La piel trabaja de noche, el maquillaje lo impide
Durante la noche, la piel entra en modo reparación activa: regenera células, produce colágeno y procesa el daño acumulado durante el día. Cuando hay maquillaje encima, ese proceso queda bloqueado. La dermatóloga Jeannette Graf, del Mount Sinai Medical Center, señaló que usar base y maquillaje de noche evita la renovación celular y causa daño real al cutis, incluso si ocurre en pocas ocasiones.

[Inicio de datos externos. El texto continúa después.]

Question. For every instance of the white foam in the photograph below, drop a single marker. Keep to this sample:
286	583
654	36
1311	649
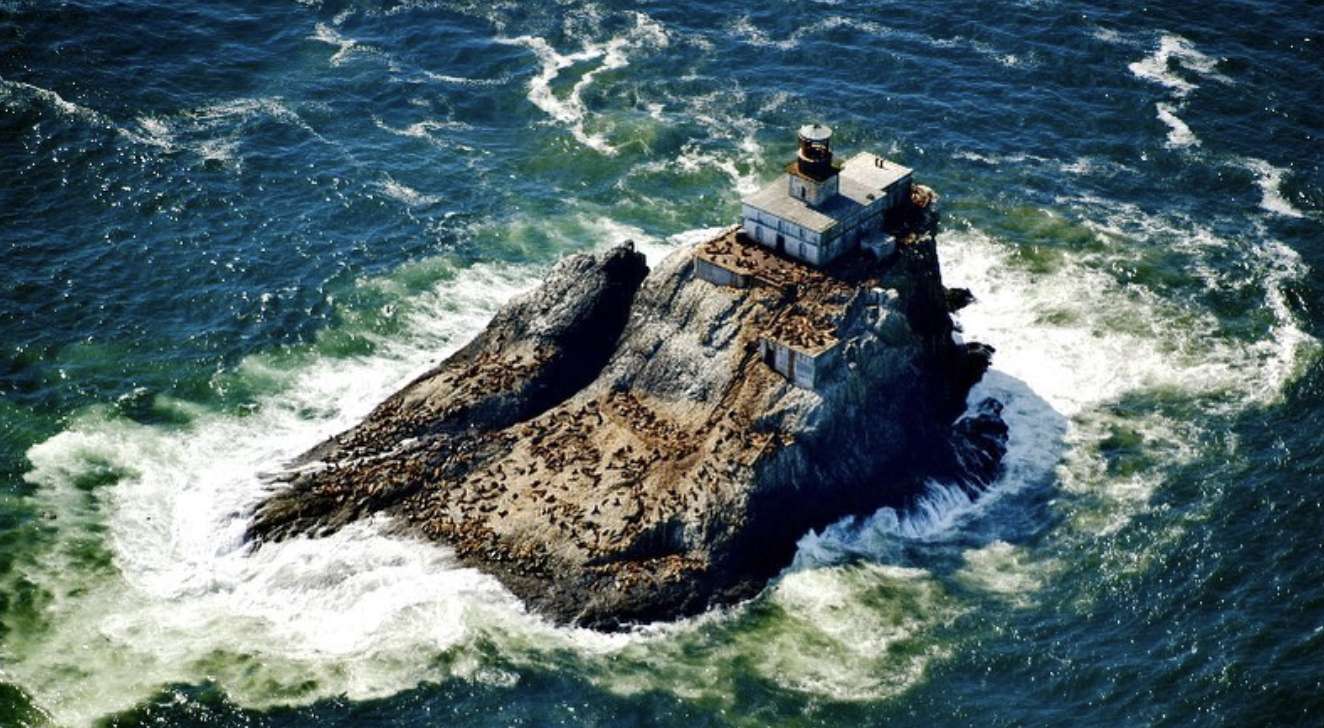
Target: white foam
1073	340
407	195
1179	134
344	46
569	110
1173	57
346	614
1270	180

El maquillaje también acumula durante el día contaminación, sebo y bacterias del ambiente. Todo eso permanece en contacto con la piel durante horas adicionales mientras se duerme, lo que resulta en poros tapados, puntos negros y brotes. Las bases de cobertura alta son las más problemáticas, precisó Graf, porque forman una capa más densa que impide que la piel respire.
El colágeno se descompone más rápido
El maquillaje atrapa los radicales libres que se acumulan en la piel durante el día, y esas moléculas descomponen el colágeno y aceleran el envejecimiento. La dermatóloga Joel Schlessinger advirtió que dormir con maquillaje de forma habitual envejece la piel de manera visible y prematura.
La zona de ojos, la más vulnerable
El rímel y el delineador que se restriegan durante la noche pueden causar irritación, infección y, en casos de hábito constante, pérdida de pestañas por obstrucción de los folículos. La dermatóloga Alexis Granite indicó que quitarse el maquillaje de ojos antes de dormir no es opcional.
Qué hacer al despertar con maquillaje puesto
Al despertar, lo indicado es limpiar con un desmaquillante suave, preferiblemente en aceite o agua micelar, antes de iniciar la rutina normal. Se debe evitar la exfoliación ese día porque la piel ya está sensibilizada, e hidratar bien.
Las especialistas recomendaron mantener el maquillaje ligero los días siguientes para que la piel pueda recuperarse. Una noche ocasional no arruina la piel de forma permanente, pero el hábito tiene consecuencias acumulativas que se notan con el tiempo.